4C4D: 4 Camera 4D Gaussian Splatting¶
Conference: CVPR 2026 arXiv: 2604.04063 Code: Project Page Area: 3D Vision Keywords: 4D Gaussian Splatting, Sparse-View, Dynamic Scene Reconstruction, Neural Decaying Function, Geometry-Appearance Balance
TL;DR¶
This paper proposes the 4C4D framework, which employs a Neural Decaying Function to adaptively control Gaussian opacity decay, addressing the geometry–appearance learning imbalance in sparse-view (only 4 cameras) 4D Gaussian Splatting, and achieves state-of-the-art performance across multiple benchmarks.
Background & Motivation¶
Background: Novel view synthesis for 4D dynamic scenes typically requires dense camera arrays (tens to hundreds of cameras), severely limiting practical deployment. 3DGS/4DGS perform well under dense-view settings.

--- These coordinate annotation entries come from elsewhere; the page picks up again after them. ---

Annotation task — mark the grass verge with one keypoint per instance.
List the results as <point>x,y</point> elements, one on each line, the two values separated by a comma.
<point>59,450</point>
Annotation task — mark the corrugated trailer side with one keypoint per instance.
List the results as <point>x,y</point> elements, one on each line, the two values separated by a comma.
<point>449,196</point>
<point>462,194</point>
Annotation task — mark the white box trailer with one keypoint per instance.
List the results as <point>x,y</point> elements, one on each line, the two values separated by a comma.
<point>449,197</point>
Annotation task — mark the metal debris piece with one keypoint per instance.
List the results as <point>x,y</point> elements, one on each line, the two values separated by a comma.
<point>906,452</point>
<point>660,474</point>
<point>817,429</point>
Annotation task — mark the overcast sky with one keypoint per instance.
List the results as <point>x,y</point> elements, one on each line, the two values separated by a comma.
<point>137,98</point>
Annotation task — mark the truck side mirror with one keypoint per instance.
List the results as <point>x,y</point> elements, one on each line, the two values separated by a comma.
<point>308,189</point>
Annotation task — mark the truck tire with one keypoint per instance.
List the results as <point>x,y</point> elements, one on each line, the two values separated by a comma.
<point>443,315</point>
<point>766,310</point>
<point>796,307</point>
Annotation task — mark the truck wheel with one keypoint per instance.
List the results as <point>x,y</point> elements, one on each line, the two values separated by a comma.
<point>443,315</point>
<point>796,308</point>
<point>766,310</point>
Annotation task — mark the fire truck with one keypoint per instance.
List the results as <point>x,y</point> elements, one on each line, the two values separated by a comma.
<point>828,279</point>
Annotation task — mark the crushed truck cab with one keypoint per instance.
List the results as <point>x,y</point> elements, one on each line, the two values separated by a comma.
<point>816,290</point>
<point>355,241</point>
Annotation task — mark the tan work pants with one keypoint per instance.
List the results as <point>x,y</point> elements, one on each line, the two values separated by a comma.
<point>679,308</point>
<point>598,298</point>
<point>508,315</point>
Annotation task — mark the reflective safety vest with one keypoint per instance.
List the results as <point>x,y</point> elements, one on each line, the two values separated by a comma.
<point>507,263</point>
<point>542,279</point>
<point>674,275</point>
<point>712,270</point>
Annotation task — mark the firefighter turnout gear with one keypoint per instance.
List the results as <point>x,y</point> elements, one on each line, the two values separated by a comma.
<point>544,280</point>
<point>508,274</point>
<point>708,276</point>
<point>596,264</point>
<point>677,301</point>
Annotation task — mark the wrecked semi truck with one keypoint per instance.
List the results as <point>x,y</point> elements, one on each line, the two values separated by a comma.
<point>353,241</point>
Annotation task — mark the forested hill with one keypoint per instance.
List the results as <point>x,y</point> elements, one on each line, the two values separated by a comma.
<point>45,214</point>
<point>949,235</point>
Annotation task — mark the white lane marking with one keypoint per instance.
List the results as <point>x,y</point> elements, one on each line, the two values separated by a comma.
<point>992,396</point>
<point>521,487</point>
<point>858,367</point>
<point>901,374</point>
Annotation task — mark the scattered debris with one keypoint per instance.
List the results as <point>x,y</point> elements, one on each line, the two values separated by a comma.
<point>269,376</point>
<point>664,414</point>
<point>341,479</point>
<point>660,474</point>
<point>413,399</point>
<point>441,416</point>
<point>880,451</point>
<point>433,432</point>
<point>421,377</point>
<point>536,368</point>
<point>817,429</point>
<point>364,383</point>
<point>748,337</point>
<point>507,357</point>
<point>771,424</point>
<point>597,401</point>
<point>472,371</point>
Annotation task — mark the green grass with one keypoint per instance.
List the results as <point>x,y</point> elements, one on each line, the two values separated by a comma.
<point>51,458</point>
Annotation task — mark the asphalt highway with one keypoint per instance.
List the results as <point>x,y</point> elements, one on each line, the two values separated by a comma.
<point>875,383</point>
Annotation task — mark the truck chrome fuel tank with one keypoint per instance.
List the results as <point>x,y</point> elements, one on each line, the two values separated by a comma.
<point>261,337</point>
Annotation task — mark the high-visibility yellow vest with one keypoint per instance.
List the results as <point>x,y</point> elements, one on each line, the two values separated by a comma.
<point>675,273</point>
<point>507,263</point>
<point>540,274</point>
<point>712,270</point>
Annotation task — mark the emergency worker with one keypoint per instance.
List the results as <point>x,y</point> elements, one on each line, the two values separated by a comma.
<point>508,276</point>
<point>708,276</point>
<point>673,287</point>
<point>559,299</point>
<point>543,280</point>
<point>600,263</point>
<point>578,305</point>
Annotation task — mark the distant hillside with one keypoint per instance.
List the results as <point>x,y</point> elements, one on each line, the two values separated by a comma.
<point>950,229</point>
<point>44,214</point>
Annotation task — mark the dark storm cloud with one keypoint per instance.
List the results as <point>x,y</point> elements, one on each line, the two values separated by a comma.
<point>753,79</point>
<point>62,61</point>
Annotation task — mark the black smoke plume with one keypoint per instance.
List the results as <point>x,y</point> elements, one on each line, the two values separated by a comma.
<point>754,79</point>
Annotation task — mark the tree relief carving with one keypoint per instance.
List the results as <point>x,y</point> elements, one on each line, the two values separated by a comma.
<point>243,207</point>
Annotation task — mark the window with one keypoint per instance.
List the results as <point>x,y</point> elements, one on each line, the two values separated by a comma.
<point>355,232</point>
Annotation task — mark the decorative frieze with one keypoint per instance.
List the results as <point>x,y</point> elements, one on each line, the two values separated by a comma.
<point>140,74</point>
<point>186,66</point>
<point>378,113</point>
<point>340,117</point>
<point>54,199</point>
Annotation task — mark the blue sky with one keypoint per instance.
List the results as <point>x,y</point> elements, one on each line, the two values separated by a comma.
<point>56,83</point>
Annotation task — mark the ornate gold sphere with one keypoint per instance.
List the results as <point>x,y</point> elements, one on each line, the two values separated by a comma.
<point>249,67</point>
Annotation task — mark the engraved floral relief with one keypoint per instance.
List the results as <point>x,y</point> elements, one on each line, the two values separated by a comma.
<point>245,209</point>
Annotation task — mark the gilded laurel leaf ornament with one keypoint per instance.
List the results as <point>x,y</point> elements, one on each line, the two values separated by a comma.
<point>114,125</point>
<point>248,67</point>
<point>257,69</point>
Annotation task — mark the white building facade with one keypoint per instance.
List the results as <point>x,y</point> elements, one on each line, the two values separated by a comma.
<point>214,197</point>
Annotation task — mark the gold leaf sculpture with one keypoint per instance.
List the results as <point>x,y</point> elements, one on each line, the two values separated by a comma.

Limitations of Prior Work: Under extremely sparse views (e.g., 4 cameras), 4DGS fails significantly. The root cause is an optimization bias: fitting appearance (color) is relatively easy, whereas recovering accurate geometry (depth) under insufficient supervision is extremely difficult. Existing Gaussian formulations cannot balance the two objectives.

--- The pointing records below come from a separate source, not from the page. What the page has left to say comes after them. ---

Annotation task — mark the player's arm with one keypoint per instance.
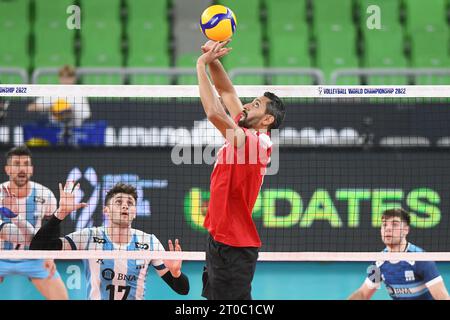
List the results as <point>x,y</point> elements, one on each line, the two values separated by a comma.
<point>438,290</point>
<point>223,84</point>
<point>211,104</point>
<point>433,280</point>
<point>47,238</point>
<point>170,272</point>
<point>18,230</point>
<point>365,292</point>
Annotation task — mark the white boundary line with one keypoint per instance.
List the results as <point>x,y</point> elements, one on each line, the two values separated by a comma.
<point>200,256</point>
<point>243,91</point>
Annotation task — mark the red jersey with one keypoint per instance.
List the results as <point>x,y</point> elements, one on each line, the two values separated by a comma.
<point>235,184</point>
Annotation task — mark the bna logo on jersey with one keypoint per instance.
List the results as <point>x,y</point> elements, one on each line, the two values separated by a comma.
<point>108,274</point>
<point>100,185</point>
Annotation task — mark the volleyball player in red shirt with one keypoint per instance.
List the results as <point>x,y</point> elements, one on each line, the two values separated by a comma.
<point>233,241</point>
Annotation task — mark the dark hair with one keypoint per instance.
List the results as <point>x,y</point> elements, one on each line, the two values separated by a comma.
<point>121,188</point>
<point>276,108</point>
<point>401,213</point>
<point>18,151</point>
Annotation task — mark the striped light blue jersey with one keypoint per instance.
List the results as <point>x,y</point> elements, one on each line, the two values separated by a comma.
<point>405,280</point>
<point>115,279</point>
<point>39,203</point>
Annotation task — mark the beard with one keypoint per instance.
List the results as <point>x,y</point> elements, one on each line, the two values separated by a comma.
<point>243,123</point>
<point>21,181</point>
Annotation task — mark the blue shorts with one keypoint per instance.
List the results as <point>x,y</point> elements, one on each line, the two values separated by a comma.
<point>33,269</point>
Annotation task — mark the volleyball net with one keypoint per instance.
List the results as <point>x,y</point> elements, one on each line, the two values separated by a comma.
<point>343,156</point>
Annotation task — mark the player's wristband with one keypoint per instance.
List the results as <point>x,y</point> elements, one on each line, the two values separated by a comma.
<point>5,212</point>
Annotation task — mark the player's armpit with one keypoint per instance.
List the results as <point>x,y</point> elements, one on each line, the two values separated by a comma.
<point>180,285</point>
<point>437,289</point>
<point>232,103</point>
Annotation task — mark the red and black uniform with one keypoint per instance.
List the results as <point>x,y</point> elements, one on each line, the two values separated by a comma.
<point>233,241</point>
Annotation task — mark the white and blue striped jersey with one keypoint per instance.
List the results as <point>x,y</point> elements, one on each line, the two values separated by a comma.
<point>39,203</point>
<point>115,279</point>
<point>405,280</point>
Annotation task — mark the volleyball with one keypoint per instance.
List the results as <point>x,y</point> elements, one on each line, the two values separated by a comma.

Key Challenge: Insufficient spatial supervision under sparse views → inadequate geometry learning → overfitting to training-view appearance → severe artifacts in novel views.
Key Observation: 4DGS can accurately reproduce appearance at training viewpoints but produces severely degraded depth geometry (see Fig. 3), indicating that the problem lies in optimization bias rather than model capacity.

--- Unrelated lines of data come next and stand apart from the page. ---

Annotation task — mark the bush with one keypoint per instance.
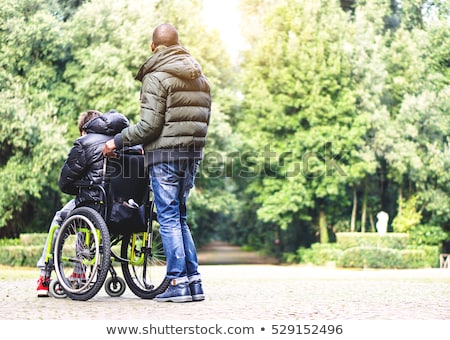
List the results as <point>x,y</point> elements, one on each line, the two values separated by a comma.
<point>23,251</point>
<point>427,235</point>
<point>319,254</point>
<point>370,257</point>
<point>389,240</point>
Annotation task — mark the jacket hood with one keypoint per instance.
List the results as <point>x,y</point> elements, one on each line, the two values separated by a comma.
<point>109,123</point>
<point>175,60</point>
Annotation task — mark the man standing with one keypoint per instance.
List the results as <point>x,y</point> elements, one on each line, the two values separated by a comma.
<point>175,112</point>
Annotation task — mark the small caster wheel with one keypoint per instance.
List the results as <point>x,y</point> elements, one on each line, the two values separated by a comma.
<point>115,287</point>
<point>56,290</point>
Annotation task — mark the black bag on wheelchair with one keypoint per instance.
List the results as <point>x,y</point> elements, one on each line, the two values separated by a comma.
<point>127,192</point>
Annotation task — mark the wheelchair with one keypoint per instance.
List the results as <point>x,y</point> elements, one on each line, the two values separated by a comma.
<point>119,228</point>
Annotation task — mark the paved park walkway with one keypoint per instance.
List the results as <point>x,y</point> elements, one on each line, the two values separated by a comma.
<point>246,286</point>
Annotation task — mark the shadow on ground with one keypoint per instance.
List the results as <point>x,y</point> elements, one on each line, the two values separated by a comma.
<point>224,253</point>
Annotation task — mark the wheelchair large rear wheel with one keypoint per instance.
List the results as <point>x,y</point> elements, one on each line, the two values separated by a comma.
<point>82,254</point>
<point>145,268</point>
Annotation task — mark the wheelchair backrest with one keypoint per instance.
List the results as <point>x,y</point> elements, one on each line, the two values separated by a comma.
<point>127,179</point>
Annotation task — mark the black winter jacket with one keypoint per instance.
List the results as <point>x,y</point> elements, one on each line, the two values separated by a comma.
<point>85,159</point>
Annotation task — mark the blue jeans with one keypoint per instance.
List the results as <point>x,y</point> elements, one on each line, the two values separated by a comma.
<point>171,184</point>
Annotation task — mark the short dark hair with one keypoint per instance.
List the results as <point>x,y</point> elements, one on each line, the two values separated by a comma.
<point>165,34</point>
<point>85,117</point>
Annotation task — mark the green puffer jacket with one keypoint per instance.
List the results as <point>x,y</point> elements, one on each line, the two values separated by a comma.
<point>175,107</point>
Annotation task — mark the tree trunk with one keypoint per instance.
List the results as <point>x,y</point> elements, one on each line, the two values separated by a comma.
<point>355,206</point>
<point>364,209</point>
<point>323,230</point>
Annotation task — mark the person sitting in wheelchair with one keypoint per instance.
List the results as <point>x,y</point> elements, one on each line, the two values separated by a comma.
<point>84,162</point>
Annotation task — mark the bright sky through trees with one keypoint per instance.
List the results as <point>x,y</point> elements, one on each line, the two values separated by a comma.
<point>224,16</point>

Core Idea: Introduce a learnable opacity decaying function to redirect optimization gradients toward geometry learning.
Method¶
Overall Architecture¶
4D Gaussian primitives + Neural Decaying Function \(f_\theta\) + visibility-detection-based decoupled decaying strategy → jointly optimized via photometric rendering loss.
Key Designs¶
- Neural Decaying Function: A lightweight neural network that takes Gaussian attributes (position, opacity, rotation) as input and predicts a decaying factor \(\tau\): $\(\tau = f_\theta(x, y, z, o, r)\)$ The final opacity is: $\(o(\tilde{t}) = \tau \cdot \exp\left(-\frac{1}{2}\frac{(\tilde{t} - \mu_t)^2}{\Sigma_{4,4}}\right) \cdot o\)$
-
Design Motivation: Opacity is a critical parameter for geometry learning in 4DGS. By modulating opacity via a neural network, additional learnable degrees of freedom are introduced, causing gradients to flow more toward geometric parameters (position, scale, etc.) rather than simply minimizing appearance error. This rebalances the optimization of geometry and appearance.
-
Visibility-Detection-Based Decoupled Decaying Strategy:
- Key Issue: Gradients only exist for Gaussians visible at the current viewpoint/timestep. Applying the same decay to invisible Gaussians would distort the optimization.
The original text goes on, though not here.